My junior year was pretty roughthat transition from pre-mechanical engineering to pro-school was really, really rough. I almost ended up flunking out of college. It was pretty bad. I got the chance to talk to her, and I had a bunch of questions, also seeking advice along the lines of, is there still a possibility for me to keep going, get an internship, go through the senior capstone project?” Saran said. “And so for the next hour, the gist of that conversation was she just basically gave me a lot of confidence. She said she believed in what I knew and kept me going. Essentially, she was one of the only professors that was fully confident in my skills and my potential to become an engineer.”

Saran said Squires will be remembered as the driving force behind OSU’s aerospace program, but also for everything she did for her students. 

You can ask a bunch of the faculty and the advisors how she took up her own time to advise students when there weren’t enough advisors to go around. She single-handedly managed a bunch of aero teams behind the scenes to allow each student to be a part of the projects, be able to compete for these projects, and just do all that,” Saran said. “She had so much leverage too when it came to finding jobs and internships for students. I know a classmate of mine managed to get an internship just because of her. She has this thing where she always told her students to put her down as a reference, and if any company asks about the student, she will always respond, ‘it will be a mistake to not hire this student.’”

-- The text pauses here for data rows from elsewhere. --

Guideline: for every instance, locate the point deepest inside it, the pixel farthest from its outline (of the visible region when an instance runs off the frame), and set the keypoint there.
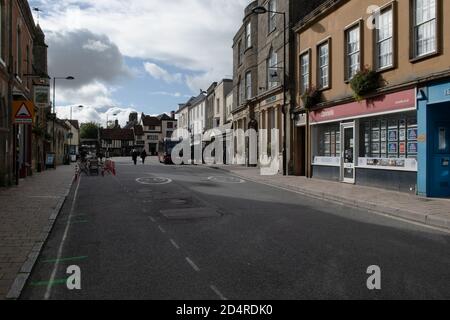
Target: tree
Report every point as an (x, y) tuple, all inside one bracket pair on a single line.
[(89, 130)]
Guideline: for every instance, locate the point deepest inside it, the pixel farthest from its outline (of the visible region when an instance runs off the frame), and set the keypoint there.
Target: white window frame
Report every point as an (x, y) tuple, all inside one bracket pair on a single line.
[(248, 35), (353, 49), (428, 24), (272, 6), (323, 64), (305, 67), (272, 63), (384, 34), (248, 85)]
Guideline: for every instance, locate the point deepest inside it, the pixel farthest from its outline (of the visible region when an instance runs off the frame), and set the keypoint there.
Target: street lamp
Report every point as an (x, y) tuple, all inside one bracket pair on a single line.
[(115, 114), (71, 134), (262, 10), (54, 106)]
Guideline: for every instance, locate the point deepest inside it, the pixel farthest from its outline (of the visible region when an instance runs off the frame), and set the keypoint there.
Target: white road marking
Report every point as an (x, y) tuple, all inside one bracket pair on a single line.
[(219, 294), (193, 265), (175, 244), (48, 291)]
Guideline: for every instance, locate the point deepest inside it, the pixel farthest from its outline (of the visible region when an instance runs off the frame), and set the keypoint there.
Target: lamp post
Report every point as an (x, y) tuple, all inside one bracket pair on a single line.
[(71, 134), (262, 10), (54, 106)]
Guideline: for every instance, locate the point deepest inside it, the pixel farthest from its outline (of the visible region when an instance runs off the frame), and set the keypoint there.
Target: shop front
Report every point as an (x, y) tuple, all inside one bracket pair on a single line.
[(371, 143), (434, 140)]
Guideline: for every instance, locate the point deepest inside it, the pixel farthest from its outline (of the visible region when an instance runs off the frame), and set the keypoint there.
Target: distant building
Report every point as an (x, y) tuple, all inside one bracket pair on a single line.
[(74, 138), (117, 142)]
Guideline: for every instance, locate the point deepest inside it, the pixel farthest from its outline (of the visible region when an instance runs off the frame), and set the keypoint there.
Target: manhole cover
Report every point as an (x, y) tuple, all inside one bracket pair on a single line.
[(178, 201), (192, 213), (153, 180), (225, 179)]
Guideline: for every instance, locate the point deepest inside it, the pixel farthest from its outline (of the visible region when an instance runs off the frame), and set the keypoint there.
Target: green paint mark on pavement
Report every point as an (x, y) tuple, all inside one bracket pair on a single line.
[(66, 259), (51, 283)]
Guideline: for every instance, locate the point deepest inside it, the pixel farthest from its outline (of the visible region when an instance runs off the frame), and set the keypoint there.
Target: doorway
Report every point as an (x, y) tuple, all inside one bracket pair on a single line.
[(348, 153)]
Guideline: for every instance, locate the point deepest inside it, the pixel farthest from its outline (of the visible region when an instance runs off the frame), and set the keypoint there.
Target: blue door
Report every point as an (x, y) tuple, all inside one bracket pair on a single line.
[(440, 179)]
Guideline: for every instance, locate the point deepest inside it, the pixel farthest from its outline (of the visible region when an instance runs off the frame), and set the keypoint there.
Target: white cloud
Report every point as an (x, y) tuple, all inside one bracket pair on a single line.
[(193, 35), (91, 114), (161, 74)]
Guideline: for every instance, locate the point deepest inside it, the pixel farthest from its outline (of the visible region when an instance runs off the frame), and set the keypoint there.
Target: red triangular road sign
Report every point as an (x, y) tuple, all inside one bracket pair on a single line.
[(23, 112)]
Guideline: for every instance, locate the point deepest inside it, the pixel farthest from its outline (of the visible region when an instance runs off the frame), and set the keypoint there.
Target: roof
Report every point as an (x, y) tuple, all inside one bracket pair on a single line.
[(116, 134), (149, 121), (197, 100), (75, 124), (165, 117), (138, 130)]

Saran said he is currently on an email chain with OSU alumni who are sharing stories about Squires and how much she meant to them. 

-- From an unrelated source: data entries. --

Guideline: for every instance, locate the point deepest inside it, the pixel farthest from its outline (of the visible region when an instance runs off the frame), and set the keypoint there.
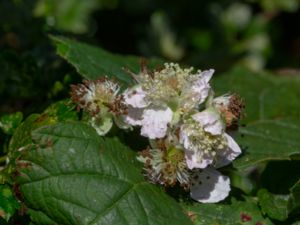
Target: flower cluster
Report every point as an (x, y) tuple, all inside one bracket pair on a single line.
[(183, 120)]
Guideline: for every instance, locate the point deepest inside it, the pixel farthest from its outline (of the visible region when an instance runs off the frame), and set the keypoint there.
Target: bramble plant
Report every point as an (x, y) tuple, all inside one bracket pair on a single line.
[(185, 124), (156, 144)]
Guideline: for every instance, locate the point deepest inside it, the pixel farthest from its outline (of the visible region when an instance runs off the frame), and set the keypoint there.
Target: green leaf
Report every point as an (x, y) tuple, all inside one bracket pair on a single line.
[(267, 96), (10, 122), (236, 213), (268, 140), (273, 205), (92, 62), (75, 176), (8, 204), (294, 200), (272, 114), (68, 15), (57, 112)]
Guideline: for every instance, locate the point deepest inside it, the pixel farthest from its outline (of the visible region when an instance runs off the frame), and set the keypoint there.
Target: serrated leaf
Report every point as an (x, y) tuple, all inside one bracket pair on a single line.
[(294, 200), (10, 122), (268, 140), (8, 204), (272, 114), (82, 178), (93, 62), (236, 213), (275, 206)]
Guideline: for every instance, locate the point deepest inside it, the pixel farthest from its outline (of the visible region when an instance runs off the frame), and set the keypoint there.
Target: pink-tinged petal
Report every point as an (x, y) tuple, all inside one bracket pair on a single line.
[(155, 122), (226, 156), (134, 116), (211, 121), (135, 97), (207, 74), (209, 186), (197, 159)]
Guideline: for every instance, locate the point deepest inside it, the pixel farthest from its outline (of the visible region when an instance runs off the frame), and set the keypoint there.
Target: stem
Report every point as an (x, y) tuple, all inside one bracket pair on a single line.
[(3, 158)]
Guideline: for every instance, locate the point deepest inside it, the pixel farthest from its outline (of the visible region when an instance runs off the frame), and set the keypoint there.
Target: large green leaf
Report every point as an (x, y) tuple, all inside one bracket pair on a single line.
[(76, 177), (238, 212), (280, 206), (8, 203), (271, 116), (92, 62), (268, 140), (294, 199), (273, 205)]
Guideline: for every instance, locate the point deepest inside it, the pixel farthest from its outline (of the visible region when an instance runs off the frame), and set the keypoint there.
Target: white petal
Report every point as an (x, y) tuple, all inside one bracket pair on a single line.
[(211, 121), (207, 74), (135, 97), (155, 122), (209, 186), (134, 116), (101, 124), (227, 155), (201, 87), (197, 159)]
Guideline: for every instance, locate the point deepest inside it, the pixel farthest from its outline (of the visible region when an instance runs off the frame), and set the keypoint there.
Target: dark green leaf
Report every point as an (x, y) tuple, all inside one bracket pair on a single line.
[(10, 122), (236, 213), (266, 96), (8, 204), (76, 177), (294, 200), (275, 206), (92, 62), (272, 102)]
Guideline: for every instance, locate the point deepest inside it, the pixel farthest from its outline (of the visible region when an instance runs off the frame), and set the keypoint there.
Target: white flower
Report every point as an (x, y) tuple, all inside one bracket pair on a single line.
[(227, 155), (230, 107), (135, 97), (155, 122), (209, 186), (165, 166), (205, 141), (196, 90), (93, 95), (210, 120)]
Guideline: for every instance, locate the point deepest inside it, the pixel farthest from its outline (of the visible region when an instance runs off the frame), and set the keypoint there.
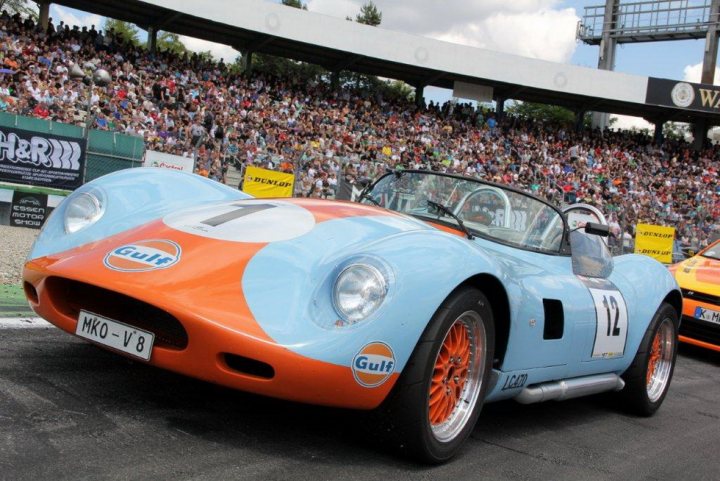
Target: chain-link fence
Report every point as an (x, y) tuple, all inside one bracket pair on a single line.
[(106, 151)]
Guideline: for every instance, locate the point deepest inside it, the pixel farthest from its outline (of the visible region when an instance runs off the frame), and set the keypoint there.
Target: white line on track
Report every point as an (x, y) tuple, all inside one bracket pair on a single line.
[(23, 323)]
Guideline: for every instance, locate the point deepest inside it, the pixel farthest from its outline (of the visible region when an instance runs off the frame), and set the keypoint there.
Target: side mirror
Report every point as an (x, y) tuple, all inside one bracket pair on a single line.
[(597, 229)]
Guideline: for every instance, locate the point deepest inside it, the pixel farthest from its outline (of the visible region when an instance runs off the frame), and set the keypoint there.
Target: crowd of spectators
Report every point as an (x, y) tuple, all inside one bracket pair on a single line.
[(191, 106)]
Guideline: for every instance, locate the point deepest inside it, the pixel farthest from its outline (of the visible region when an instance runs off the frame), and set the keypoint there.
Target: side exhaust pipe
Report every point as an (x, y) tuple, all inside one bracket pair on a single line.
[(570, 388)]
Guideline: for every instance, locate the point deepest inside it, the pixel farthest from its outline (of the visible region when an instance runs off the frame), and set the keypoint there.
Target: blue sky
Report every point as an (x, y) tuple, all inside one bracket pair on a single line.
[(533, 28), (665, 59)]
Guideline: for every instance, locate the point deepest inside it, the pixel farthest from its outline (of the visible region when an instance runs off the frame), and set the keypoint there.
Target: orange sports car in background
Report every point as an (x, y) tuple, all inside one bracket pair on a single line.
[(699, 279)]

“It’s crazy to think how much she cares for her students, because I honestly believe that there’s no professor in existence that cares as much as she does,” Saran said. 

Caldwell said Squires impacted her from a professional standpoint by helping to secure internships throughout her time at OSU, but also from a personal standpoint, by serving as a mentor and teaching her to become more loving and accepting of others.

“She taught me to treat everybody as equals. It doesn’t matter who you are, or what the color of your skin is, or what your major is, or how much money you have in the bank, or anything along those lines,” Caldwell said. “It’s one of those things like, you’re interested in aerospace, I’m interested in aerospace. We’re both intelligent, because we’re standing here looking at each other. We want to do this, so that’s cool, let’s go do stuff now. And that was a really cool lesson that not a lot of people have an opportunity to learn, it seems.”

Nembhard said Squires was inspired by her students and wanted to convey her love of aerospace to the next generation. Nembhard also said Squires created a sense of belonging among her students, particularly women and underrepresented students in the field of engineering. 

“She’d had a career, she’d had a retirement—I don’t know her financial situation—but she did not need to do it for the money, it was pretty clear,” Nembhard said. “It was really just about giving back. I know that she was grateful for the career that she had, and for the life that engineering had afforded her, and wanted to encourage as many young people to do the same, especially women.”

Since Squires’ passing, OSU community members have gathered flowers in front of Rogers Hall, and placed a sign below Squires’ office window that reads, “Ad Astra Dr. Squires”—Ad Astra, Latin for “to the stars.”

Nembhard recently discovered a quote from Peter Drucker that reminded her of the leadership Squires provided for her students and the OSU community: “Leadership is lifting a person’s vision to higher sights, the raising of a person’s performance to a higher standard, the building of a personality beyond its normal limitations.”

“I feel like that’s what Nancy gave everybody in the most gentle, generous, servant-leadership type of way,” Nembhard said. “That she could lift your vision, that it was always possible, that you could learn no matter what…that she was always positive, always building people up.”

OSU AIAA has created a shared drive for those interested in sending letters to the Squires family. Additionally, the OSU School of MIME will hold a virtual vigil Thursday, June 25 at 7 p.m. to remember and celebrate Squires.